January 2008 Archive
So after learning yesterday that the Russian search engine Yandex (Яндекс) cached pages, I started looking at a few other well-known, non-English search engines. Baidu, the Chinese search engine has just expanded into Japan with a Japanese Baidu. Both of these also have cached copies of pages. At Baidu, look for the
百度快照 links after the URL (similar to Google's placement). For the Japanese version, the cache linked is
キャッシュ in a similar location.
For us non-Chinese and non-Japanese speakers, is there any use in these? Well, they are one more source for archived versions of pages, including English-language ones. For example, a search on library of congress (in English) finds hits at both. Here is a screenshot the Chinese version with the cache link in gray at the end.
And here's the Japanese version, with the cached link again in gray at the end. I'll be adding both of these to my Finding Old Web Pages page.
I do not usually spend much time with country-specific search engines, especially those in languages I do not speak. Even with English-language country-specific search engines, the general search engines usually have more comprehensive results and better search functionality. So when Phil posted about the Russian search engine Yandex (Яндекс), I just thought I'd take a quick look. Something piqued my curiosity, and I tried a few of the links. Sure enough, Yandex caches copies of many of the pages that it indexes. Look for the
Сохраненная копия link at the bottom left of a search result record as in the screen shot below.
Yandex's cache does not include a date, at least that I could identify, but from a few tests, it seems that the cached page may be quite recent (the day before) to several months old. I've added Yandex to my Finding Old Web Pages page.

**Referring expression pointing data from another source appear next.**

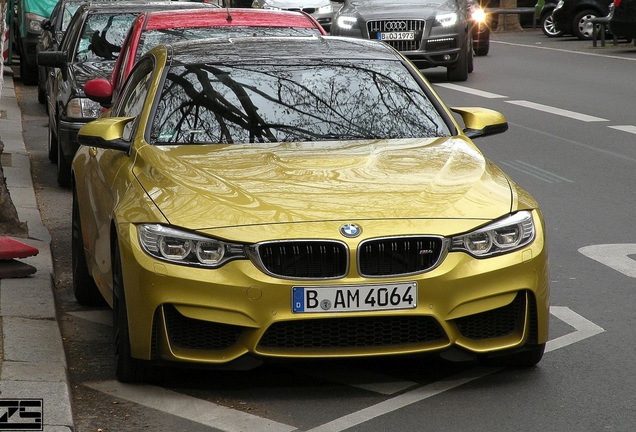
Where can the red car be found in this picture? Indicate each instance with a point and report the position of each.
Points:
(155, 27)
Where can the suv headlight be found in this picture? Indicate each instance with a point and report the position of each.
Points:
(505, 235)
(83, 108)
(183, 247)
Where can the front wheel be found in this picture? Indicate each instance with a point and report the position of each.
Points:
(548, 27)
(459, 71)
(583, 26)
(127, 368)
(84, 287)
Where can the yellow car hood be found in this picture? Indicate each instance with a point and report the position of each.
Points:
(212, 186)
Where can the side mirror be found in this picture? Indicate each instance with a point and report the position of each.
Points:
(99, 90)
(480, 122)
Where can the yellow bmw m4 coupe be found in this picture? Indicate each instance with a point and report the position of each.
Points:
(263, 198)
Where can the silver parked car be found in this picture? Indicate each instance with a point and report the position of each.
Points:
(431, 33)
(321, 10)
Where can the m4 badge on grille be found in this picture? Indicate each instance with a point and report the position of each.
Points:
(350, 230)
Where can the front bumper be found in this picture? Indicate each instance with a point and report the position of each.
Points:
(218, 316)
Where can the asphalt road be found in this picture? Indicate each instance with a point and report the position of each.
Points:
(571, 143)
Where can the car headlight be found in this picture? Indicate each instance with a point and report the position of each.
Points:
(447, 20)
(346, 22)
(505, 235)
(83, 108)
(325, 9)
(478, 15)
(183, 247)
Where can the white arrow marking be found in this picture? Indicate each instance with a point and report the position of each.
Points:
(615, 256)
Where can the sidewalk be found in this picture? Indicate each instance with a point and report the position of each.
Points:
(33, 363)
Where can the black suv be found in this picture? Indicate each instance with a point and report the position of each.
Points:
(575, 16)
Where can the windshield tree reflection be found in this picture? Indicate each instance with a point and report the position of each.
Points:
(315, 101)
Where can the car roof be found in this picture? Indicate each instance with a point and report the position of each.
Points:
(136, 5)
(225, 17)
(236, 50)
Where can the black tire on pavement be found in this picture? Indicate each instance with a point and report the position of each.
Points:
(84, 287)
(127, 369)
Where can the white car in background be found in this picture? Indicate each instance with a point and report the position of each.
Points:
(321, 10)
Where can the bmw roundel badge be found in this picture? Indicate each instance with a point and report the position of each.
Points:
(350, 230)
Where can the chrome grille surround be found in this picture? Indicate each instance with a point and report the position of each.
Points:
(302, 259)
(398, 256)
(416, 25)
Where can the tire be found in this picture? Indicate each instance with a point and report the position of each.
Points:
(52, 141)
(459, 71)
(529, 357)
(127, 369)
(548, 27)
(582, 26)
(84, 288)
(29, 75)
(63, 167)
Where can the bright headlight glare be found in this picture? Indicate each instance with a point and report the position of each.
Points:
(83, 108)
(182, 247)
(505, 235)
(478, 15)
(447, 20)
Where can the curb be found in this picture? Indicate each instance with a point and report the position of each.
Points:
(33, 362)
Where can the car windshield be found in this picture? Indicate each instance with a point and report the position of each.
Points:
(304, 101)
(153, 38)
(103, 36)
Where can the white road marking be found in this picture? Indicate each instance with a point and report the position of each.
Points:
(190, 408)
(615, 256)
(584, 328)
(472, 91)
(624, 128)
(557, 111)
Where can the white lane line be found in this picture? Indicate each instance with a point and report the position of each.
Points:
(584, 328)
(398, 402)
(615, 256)
(190, 408)
(557, 111)
(472, 91)
(624, 128)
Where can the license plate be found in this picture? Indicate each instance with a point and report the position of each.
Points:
(324, 299)
(396, 35)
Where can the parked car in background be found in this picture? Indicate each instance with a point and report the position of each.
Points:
(27, 27)
(622, 20)
(53, 29)
(430, 34)
(89, 49)
(286, 191)
(575, 16)
(321, 10)
(161, 27)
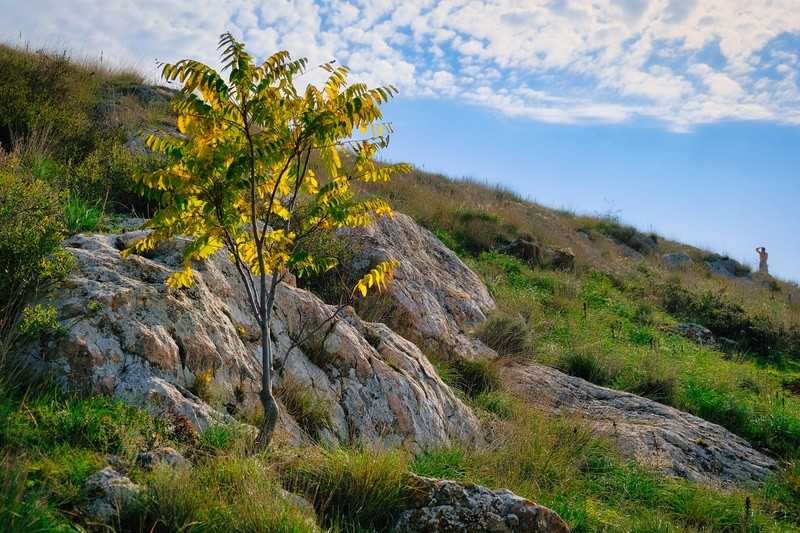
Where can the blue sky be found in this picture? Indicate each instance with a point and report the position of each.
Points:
(679, 116)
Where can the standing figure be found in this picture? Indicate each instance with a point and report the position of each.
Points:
(762, 259)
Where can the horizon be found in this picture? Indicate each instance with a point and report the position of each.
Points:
(679, 117)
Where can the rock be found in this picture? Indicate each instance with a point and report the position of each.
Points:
(436, 298)
(108, 493)
(192, 356)
(443, 506)
(676, 260)
(537, 255)
(656, 436)
(164, 455)
(695, 332)
(724, 266)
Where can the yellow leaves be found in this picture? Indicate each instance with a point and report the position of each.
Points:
(377, 277)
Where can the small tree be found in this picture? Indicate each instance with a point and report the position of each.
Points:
(238, 175)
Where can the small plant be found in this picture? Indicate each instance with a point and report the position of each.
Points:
(310, 411)
(508, 336)
(496, 403)
(349, 488)
(586, 364)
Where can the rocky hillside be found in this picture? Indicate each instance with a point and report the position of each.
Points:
(619, 380)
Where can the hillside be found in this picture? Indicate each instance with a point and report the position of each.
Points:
(627, 382)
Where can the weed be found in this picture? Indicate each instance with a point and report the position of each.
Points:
(310, 411)
(508, 336)
(352, 488)
(588, 364)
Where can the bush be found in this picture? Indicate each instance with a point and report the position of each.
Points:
(32, 230)
(756, 333)
(588, 365)
(508, 336)
(353, 490)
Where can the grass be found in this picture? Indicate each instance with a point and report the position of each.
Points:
(607, 320)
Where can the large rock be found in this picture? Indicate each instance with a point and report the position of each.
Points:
(443, 506)
(108, 494)
(193, 355)
(655, 435)
(437, 299)
(676, 260)
(537, 255)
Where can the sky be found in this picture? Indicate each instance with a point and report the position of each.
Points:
(680, 117)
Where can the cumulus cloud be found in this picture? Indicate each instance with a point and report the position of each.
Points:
(683, 62)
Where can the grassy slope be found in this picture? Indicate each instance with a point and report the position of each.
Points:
(605, 320)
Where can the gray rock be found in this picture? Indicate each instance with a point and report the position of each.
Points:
(538, 255)
(193, 356)
(676, 260)
(695, 332)
(443, 506)
(164, 455)
(655, 435)
(436, 298)
(726, 267)
(107, 494)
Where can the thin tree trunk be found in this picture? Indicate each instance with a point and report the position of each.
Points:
(267, 398)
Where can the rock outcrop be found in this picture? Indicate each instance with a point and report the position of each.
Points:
(695, 333)
(655, 435)
(537, 255)
(436, 299)
(676, 260)
(193, 355)
(108, 493)
(443, 506)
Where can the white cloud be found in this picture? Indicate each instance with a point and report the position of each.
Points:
(683, 62)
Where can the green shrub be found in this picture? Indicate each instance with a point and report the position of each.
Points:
(219, 493)
(496, 403)
(508, 336)
(310, 411)
(352, 489)
(756, 333)
(476, 376)
(32, 230)
(589, 365)
(447, 463)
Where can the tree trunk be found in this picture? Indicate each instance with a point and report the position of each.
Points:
(267, 398)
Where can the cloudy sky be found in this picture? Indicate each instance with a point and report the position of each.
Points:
(678, 116)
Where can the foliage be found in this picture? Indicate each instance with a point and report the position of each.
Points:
(238, 176)
(32, 229)
(621, 233)
(353, 488)
(508, 336)
(757, 333)
(310, 411)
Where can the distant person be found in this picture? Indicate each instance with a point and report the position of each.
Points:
(762, 259)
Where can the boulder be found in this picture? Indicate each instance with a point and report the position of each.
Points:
(654, 435)
(726, 267)
(443, 506)
(436, 299)
(164, 455)
(193, 355)
(107, 494)
(695, 332)
(538, 255)
(676, 260)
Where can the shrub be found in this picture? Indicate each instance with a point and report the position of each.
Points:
(310, 411)
(476, 376)
(32, 230)
(508, 336)
(588, 365)
(756, 333)
(354, 490)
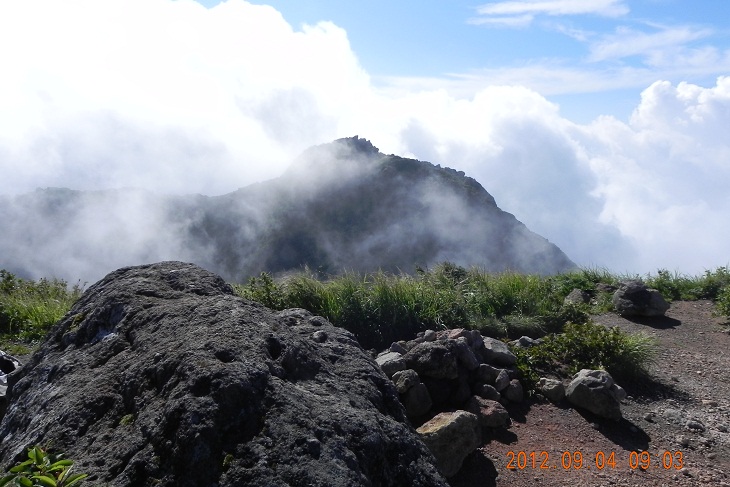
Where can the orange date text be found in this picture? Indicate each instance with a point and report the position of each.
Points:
(576, 460)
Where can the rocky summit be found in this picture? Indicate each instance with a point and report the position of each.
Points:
(161, 375)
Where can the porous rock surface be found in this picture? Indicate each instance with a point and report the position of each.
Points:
(160, 375)
(634, 298)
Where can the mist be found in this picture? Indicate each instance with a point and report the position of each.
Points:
(171, 98)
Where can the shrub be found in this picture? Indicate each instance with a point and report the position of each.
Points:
(42, 470)
(626, 357)
(723, 301)
(29, 308)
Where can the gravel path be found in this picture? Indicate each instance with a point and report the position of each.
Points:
(680, 420)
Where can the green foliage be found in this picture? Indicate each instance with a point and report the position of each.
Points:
(29, 308)
(588, 346)
(42, 470)
(723, 302)
(126, 420)
(677, 286)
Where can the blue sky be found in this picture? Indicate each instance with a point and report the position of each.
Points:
(591, 57)
(599, 124)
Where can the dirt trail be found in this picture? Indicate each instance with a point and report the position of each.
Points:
(685, 411)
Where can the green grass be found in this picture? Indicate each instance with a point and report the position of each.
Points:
(381, 308)
(29, 308)
(627, 357)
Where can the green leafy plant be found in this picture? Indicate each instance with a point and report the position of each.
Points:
(42, 470)
(723, 302)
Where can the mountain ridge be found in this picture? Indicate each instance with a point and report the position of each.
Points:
(339, 206)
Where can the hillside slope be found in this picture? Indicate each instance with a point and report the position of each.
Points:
(340, 206)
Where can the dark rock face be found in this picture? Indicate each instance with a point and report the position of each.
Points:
(634, 298)
(160, 375)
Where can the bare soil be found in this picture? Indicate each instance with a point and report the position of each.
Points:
(675, 428)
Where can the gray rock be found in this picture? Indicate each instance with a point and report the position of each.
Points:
(457, 333)
(497, 352)
(477, 340)
(391, 363)
(405, 379)
(491, 414)
(436, 359)
(595, 391)
(502, 380)
(465, 355)
(8, 365)
(222, 391)
(417, 400)
(486, 373)
(553, 389)
(633, 298)
(451, 436)
(441, 391)
(524, 342)
(514, 391)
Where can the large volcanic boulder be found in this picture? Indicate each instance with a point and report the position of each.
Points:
(160, 375)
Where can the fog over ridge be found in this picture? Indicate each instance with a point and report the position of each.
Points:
(198, 111)
(342, 206)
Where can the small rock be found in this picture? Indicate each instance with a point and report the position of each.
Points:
(514, 391)
(319, 336)
(391, 363)
(487, 392)
(595, 391)
(552, 389)
(405, 379)
(497, 352)
(417, 401)
(451, 437)
(502, 380)
(465, 354)
(694, 425)
(683, 440)
(491, 414)
(577, 296)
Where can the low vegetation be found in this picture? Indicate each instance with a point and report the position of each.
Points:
(42, 469)
(29, 308)
(380, 308)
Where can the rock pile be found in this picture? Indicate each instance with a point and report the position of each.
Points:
(596, 391)
(8, 364)
(161, 375)
(634, 298)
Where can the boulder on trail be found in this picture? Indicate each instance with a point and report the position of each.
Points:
(634, 298)
(161, 375)
(596, 391)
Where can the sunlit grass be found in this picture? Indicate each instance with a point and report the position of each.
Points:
(29, 308)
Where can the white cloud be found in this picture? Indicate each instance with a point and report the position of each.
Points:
(172, 87)
(521, 13)
(627, 42)
(170, 96)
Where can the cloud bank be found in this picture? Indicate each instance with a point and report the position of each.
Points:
(169, 96)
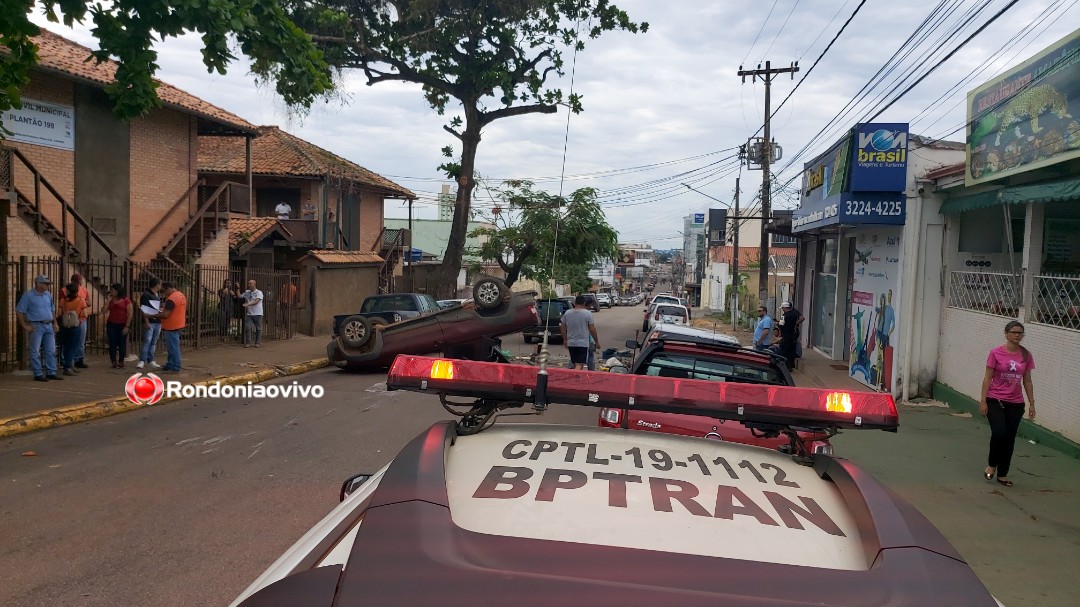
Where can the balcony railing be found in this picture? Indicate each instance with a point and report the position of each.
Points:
(1055, 300)
(1052, 300)
(986, 292)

TechCrunch discovered that for some Yahoo! searches, they have added in links to (Yahoo!-owned) Del.icio.us bookmarks. Yahoo! does not use the Del.icio.us name. Instead, the Del.icio.us logo is followed by number and "people bookmarked this page under" whatever tags they used. See the two lines outlined in red in the screen shot.
While not all Yahoo! results have been bookmarked in Del.icio.us, this is a great combination of information from the two services. Click on the number to see what comments and notes people have written about the site when they bookmarked it. While I wish the comments would appear when I mouse over the link, it is still an incredibly easy and quick way to see what others have said about a Web page before you visit it. So how do you get Yahoo! to show the Del.icio.us information?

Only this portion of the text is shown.